Republican Attorney General Derek Schmidt and Democratic Senate Minority Leader Anthony Hensley both argued in favor of the legislation during a hearing Tuesday before the Senate Judiciary Committee.
Senate Bill 361 would apply the Kansas Open Records Act to private email accounts of state workers if the records involved would otherwise be open. The legislation comes a year after the Wichita Eagle first revealed members of Gov. Sam Brownback’s staff had used private email to discuss a budget proposal with lobbyists.
Last spring, Hensley pressed Schmidt for a legal opinion on whether the records could be withheld. Schmidt said the emails didn’t have to be disclosed, but he said he personally favored requiring disclosure.
At the hearing, both men stood side-by-side in support of the legislation.
“There are a variety of communication methods now that are very common now that were not common when KORA was written. And I don’t think as a matter of public policy that it’s appropriate to avoid the requirements of KORA by varying the means of communication for your record,” Schmidt said.
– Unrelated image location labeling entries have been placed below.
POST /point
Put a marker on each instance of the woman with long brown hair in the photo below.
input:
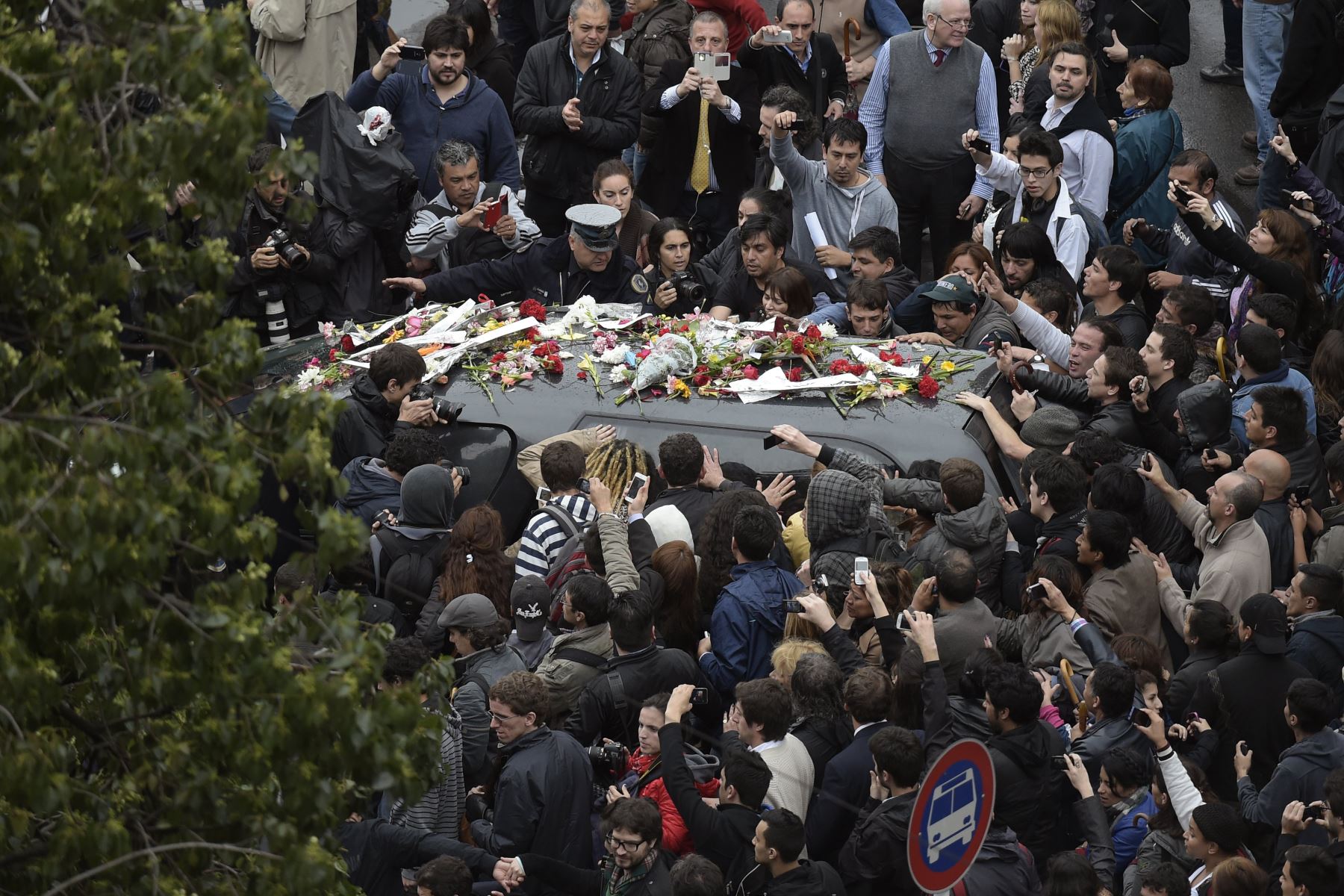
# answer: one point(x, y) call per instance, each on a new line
point(473, 563)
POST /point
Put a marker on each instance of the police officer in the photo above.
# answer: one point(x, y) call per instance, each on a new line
point(554, 272)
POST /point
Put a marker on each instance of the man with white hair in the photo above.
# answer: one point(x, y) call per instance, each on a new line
point(927, 89)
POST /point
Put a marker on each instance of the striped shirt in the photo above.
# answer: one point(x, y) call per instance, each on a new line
point(544, 536)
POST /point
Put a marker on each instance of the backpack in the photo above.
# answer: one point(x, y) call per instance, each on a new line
point(405, 568)
point(1097, 233)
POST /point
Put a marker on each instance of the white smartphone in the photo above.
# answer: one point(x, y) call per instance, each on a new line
point(860, 570)
point(636, 484)
point(714, 65)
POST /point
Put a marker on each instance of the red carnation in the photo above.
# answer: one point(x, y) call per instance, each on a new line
point(532, 308)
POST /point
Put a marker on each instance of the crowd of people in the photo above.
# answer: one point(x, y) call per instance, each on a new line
point(688, 677)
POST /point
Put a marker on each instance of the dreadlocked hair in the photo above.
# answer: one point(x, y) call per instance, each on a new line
point(616, 462)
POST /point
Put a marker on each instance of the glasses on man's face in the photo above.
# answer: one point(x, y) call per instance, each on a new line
point(625, 845)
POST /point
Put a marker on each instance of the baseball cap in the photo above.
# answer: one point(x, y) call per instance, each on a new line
point(530, 600)
point(1268, 618)
point(468, 612)
point(952, 289)
point(594, 226)
point(1051, 428)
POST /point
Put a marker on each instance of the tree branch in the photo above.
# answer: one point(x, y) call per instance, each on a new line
point(154, 850)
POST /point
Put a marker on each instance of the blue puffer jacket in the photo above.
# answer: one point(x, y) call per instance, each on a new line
point(747, 622)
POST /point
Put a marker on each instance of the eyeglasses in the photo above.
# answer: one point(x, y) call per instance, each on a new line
point(625, 845)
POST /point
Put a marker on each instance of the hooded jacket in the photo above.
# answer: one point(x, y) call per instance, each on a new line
point(841, 211)
point(1129, 317)
point(1124, 601)
point(873, 862)
point(808, 879)
point(542, 801)
point(724, 833)
point(367, 423)
point(980, 529)
point(1003, 867)
point(371, 489)
point(1317, 644)
point(747, 623)
point(844, 505)
point(1300, 774)
point(1027, 788)
point(558, 161)
point(476, 116)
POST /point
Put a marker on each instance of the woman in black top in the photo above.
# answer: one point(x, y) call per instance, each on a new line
point(1275, 257)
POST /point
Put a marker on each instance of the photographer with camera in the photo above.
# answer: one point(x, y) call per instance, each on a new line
point(641, 774)
point(277, 280)
point(386, 398)
point(678, 287)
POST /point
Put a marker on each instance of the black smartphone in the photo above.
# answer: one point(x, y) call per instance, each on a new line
point(1292, 200)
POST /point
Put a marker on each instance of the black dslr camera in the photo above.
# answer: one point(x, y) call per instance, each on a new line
point(285, 247)
point(444, 410)
point(608, 758)
point(688, 289)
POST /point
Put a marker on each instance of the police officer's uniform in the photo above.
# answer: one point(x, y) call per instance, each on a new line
point(549, 272)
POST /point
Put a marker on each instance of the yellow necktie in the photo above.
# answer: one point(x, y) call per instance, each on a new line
point(700, 167)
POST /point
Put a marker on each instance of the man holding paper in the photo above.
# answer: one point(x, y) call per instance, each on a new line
point(833, 199)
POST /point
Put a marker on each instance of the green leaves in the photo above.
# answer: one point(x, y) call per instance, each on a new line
point(158, 727)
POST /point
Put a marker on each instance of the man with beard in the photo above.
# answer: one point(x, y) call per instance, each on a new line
point(557, 272)
point(440, 102)
point(1083, 132)
point(452, 228)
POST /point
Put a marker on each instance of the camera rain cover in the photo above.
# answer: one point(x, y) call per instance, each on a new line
point(371, 184)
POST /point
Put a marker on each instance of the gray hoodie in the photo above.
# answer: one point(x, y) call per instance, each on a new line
point(843, 211)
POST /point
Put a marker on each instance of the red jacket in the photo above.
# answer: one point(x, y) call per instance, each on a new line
point(744, 16)
point(676, 839)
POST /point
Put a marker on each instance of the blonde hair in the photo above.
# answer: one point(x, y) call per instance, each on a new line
point(785, 657)
point(1060, 23)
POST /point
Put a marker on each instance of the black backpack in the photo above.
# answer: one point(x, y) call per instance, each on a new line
point(405, 568)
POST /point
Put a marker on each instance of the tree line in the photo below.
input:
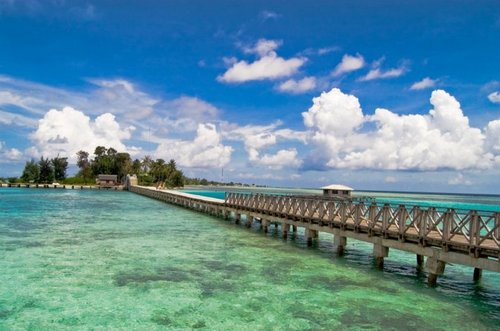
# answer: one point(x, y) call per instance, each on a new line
point(103, 161)
point(45, 170)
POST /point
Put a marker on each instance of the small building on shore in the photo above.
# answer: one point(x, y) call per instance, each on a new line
point(337, 190)
point(107, 180)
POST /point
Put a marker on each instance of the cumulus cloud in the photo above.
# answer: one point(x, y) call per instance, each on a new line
point(206, 150)
point(120, 96)
point(258, 138)
point(494, 97)
point(282, 158)
point(349, 63)
point(10, 118)
point(423, 84)
point(9, 154)
point(441, 139)
point(298, 86)
point(268, 14)
point(377, 73)
point(193, 108)
point(493, 139)
point(269, 66)
point(68, 131)
point(459, 179)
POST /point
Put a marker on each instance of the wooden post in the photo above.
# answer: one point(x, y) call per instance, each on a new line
point(340, 242)
point(249, 221)
point(309, 236)
point(285, 229)
point(265, 224)
point(434, 268)
point(478, 272)
point(379, 252)
point(420, 260)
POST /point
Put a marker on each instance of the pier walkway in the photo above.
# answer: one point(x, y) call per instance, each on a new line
point(470, 238)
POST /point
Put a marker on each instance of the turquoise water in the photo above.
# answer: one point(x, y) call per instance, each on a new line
point(83, 260)
point(456, 201)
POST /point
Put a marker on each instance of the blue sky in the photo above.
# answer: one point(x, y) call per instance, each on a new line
point(379, 95)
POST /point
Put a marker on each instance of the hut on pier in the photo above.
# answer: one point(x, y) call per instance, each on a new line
point(337, 191)
point(107, 181)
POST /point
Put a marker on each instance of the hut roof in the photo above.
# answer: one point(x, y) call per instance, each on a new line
point(107, 177)
point(338, 187)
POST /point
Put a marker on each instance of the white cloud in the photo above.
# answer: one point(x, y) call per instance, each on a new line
point(16, 119)
point(193, 108)
point(206, 150)
point(334, 112)
point(494, 97)
point(296, 87)
point(440, 139)
point(68, 131)
point(349, 63)
point(390, 179)
point(423, 84)
point(257, 138)
point(459, 179)
point(492, 132)
point(267, 14)
point(269, 66)
point(9, 154)
point(283, 158)
point(377, 73)
point(327, 50)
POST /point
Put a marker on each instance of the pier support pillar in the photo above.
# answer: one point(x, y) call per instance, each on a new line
point(310, 235)
point(285, 229)
point(265, 224)
point(340, 242)
point(420, 260)
point(434, 268)
point(249, 221)
point(379, 252)
point(478, 272)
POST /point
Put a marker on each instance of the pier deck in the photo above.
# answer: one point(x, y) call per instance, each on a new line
point(470, 238)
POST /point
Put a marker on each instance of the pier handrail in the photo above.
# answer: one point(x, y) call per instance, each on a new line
point(474, 232)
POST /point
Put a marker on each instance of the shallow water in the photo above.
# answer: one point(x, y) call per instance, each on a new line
point(465, 202)
point(79, 260)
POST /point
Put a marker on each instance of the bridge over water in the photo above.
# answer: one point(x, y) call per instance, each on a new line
point(470, 238)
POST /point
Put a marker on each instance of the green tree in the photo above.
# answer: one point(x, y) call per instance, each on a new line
point(60, 165)
point(46, 171)
point(176, 179)
point(31, 172)
point(136, 167)
point(158, 170)
point(84, 164)
point(102, 162)
point(121, 164)
point(147, 163)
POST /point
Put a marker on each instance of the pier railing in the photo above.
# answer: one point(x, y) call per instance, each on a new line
point(472, 232)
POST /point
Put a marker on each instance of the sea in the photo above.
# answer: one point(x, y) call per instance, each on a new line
point(111, 260)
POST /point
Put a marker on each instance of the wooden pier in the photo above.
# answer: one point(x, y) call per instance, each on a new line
point(62, 186)
point(470, 238)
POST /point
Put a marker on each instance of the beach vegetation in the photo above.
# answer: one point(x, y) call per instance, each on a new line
point(31, 172)
point(46, 175)
point(60, 165)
Hensley said the legislation is a compromise to address the issue, which he said was brought to his attention by news media.
“It’s imperative that we deal in an open way so our constituents have the opportunity to observe and participate in their government,” Hensley said.
The Kansas Judicial Council developed the legislation during the past few months. The proposal has the backing of the Kansas Association of Broadcasters and the Kansas Press Association.
Kent Cornish, president of KAB, said the legislation isn’t a “media” bill, but rather a “people’s” bill.
“There is no room in our government for public employees or officials to avoid open records laws by conducting their business on private devices. As mentioned in other testimony, technology has raced faster than laws, and we have the opportunity with this bill to play catch up,” Cornish said.
The Kansas Association of Counties also said it supports the measure. The organization’s general counsel, Melissa Wangemann, said the concept of open government shouldn’t depend on the location of the open record.
Lawmakers also heard testimony on Senate Bill 360, which would change the state’s open meetings law. Currently, public bodies must cite the subjects that will be discussed in a closed meeting and the justification for closing the meeting. The change would require disclosure of the particular subjects that will be discussed.
The Kansas Press Association said often the justification for the closure and the subjects to be discussed are almost identical.
“We support these changes because they require more specific information to be provided to the public and the news media,” KPA director Doug Anstaett said in his testimony.